21. Recording procedures and measurements

The EGG signals of the subjects were recorded onto cassette tapes in a quiet room. The speech signals were recorded at the same time as the EGG signals, but were not used for further analysis. The recordings were done on a commercially available tape-recorder and the EGG signal was provided by the Portable Laryngograph of Laryngograph Ltd. They were then digitally transmitted to a Silicon Graphics Indy computer. Each data file contained an EGG representation of the sustained vowels /i:/, /a:/, /u:/. The data processing was done completely automatically. The program (integrated in the ESPS/waves+(TM) speech processing environment) determines the start of phonation in the data and then analyzed one second of the data beginning 0.5 s after the initiation of phonation. This is in line with the advice of Klingholz (1991), who suggested the use of 20 to 30 pitch periods in order to be able to draw conclusions about voice quality.

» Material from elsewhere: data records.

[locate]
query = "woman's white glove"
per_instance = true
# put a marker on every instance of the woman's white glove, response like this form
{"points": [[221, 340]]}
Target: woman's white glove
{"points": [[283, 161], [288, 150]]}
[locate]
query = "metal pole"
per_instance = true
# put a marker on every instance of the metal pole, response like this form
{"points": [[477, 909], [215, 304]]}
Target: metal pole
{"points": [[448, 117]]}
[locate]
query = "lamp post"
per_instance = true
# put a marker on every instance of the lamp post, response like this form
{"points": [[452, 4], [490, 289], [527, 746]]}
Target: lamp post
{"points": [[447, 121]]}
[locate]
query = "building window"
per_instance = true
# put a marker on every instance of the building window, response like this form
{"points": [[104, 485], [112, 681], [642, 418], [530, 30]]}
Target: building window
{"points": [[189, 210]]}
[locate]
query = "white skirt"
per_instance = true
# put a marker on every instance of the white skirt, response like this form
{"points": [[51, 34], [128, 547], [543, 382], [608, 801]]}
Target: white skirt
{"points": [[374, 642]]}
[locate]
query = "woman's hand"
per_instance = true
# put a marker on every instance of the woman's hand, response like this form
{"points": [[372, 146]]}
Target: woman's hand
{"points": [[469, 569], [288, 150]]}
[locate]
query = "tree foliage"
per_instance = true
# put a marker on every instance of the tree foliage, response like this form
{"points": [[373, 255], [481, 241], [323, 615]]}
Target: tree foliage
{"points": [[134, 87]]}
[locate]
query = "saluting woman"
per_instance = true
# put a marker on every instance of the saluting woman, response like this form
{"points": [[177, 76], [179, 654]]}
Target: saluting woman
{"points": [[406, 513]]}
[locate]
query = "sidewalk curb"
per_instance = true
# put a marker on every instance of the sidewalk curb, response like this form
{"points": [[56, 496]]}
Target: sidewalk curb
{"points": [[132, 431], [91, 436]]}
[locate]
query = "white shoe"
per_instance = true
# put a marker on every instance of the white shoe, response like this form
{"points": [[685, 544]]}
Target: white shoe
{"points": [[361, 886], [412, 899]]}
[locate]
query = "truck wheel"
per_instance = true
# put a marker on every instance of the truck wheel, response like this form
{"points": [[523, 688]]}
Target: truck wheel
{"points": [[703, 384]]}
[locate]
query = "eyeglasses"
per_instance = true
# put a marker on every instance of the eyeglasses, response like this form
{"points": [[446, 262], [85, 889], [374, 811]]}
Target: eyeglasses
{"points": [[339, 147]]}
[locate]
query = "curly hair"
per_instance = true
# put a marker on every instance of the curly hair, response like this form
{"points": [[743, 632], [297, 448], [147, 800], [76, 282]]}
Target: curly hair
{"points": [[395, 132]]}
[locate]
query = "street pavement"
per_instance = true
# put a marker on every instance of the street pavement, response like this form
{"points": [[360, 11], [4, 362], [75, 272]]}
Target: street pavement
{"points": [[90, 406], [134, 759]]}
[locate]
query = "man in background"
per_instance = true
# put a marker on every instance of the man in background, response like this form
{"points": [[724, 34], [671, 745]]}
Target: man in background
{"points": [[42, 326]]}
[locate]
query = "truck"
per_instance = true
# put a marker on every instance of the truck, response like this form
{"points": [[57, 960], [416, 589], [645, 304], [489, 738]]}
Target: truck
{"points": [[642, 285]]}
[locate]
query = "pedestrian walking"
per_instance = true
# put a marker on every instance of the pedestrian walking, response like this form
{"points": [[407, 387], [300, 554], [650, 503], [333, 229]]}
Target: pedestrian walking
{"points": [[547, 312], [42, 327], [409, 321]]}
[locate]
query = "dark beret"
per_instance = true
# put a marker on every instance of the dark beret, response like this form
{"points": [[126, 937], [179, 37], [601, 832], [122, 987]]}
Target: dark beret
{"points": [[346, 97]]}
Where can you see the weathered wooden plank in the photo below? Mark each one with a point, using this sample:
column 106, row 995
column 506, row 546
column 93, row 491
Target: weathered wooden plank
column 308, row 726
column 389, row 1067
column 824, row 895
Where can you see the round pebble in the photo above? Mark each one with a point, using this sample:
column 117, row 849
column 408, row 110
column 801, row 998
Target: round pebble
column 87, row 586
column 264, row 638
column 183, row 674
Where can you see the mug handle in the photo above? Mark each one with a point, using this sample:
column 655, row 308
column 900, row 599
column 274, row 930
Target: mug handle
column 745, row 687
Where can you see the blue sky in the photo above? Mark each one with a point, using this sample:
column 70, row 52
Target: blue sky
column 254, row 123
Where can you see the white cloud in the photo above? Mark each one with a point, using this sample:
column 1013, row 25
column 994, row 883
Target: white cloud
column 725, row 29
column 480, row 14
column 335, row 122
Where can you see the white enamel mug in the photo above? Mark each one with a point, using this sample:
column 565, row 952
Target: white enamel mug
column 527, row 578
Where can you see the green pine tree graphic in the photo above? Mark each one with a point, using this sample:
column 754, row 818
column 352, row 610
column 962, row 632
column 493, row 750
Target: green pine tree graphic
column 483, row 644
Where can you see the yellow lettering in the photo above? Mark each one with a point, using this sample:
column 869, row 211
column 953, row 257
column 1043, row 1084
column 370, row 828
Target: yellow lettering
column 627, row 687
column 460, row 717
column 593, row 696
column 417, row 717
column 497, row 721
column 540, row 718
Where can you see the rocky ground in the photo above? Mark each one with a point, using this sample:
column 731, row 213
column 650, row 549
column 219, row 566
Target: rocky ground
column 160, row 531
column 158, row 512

The signal is divided into single pitch periods, which are described by a number of parameters. The periods of the EGG are determined using an algorithm proposed by Vieira et al. (1996) and described already in section 10.1. The recorded signal is band-pass filtered (60 - 5000 Hz) using an FIR filter with a 60 dB rejection in the stop bands, and as a result "unique" zero crossings between adjacent negative and positive "significant" peaks are found (see Vieira et al., 1996b for details). The zero-crossing points are used as markers for instants of glottal closure and they also determine the pitch periods in the original EGG signal (compensating for the shift in the signal which results from the order of FIR filter). Every pitch period is characterized using the parameters proposed in section 12. The description contains the duration and amplitude parametrization of the waveform. Moreover, the discrepancy between the true waveform and the corresponding straight line segment is computed. Also, the peak-to-peak amplitude and the relative difference in duration between successive pitch periods (first order perturbation factor, Gubrynowicz et al., 1980) is registered and compared.

The parametrization was done for every pitch period and subsequently the mean and the standard deviation of every parameter were registered. The resulting vector describing every vowels spoken by every speaker consists of 20 parameters.

The quality of the EGG data was often poor. In many cases the signal-to-noise ratio was low and the shape of the signal was often unusual due to notches and fluctuations. However, no recording was rejected from further processing. In some cases, it was necessary to move the analysis window, which usually starts 0.5 s after the phonation onset, to other portions of the signal. In general, the one part of the voiced segment was used that was most stable and of maximal duration.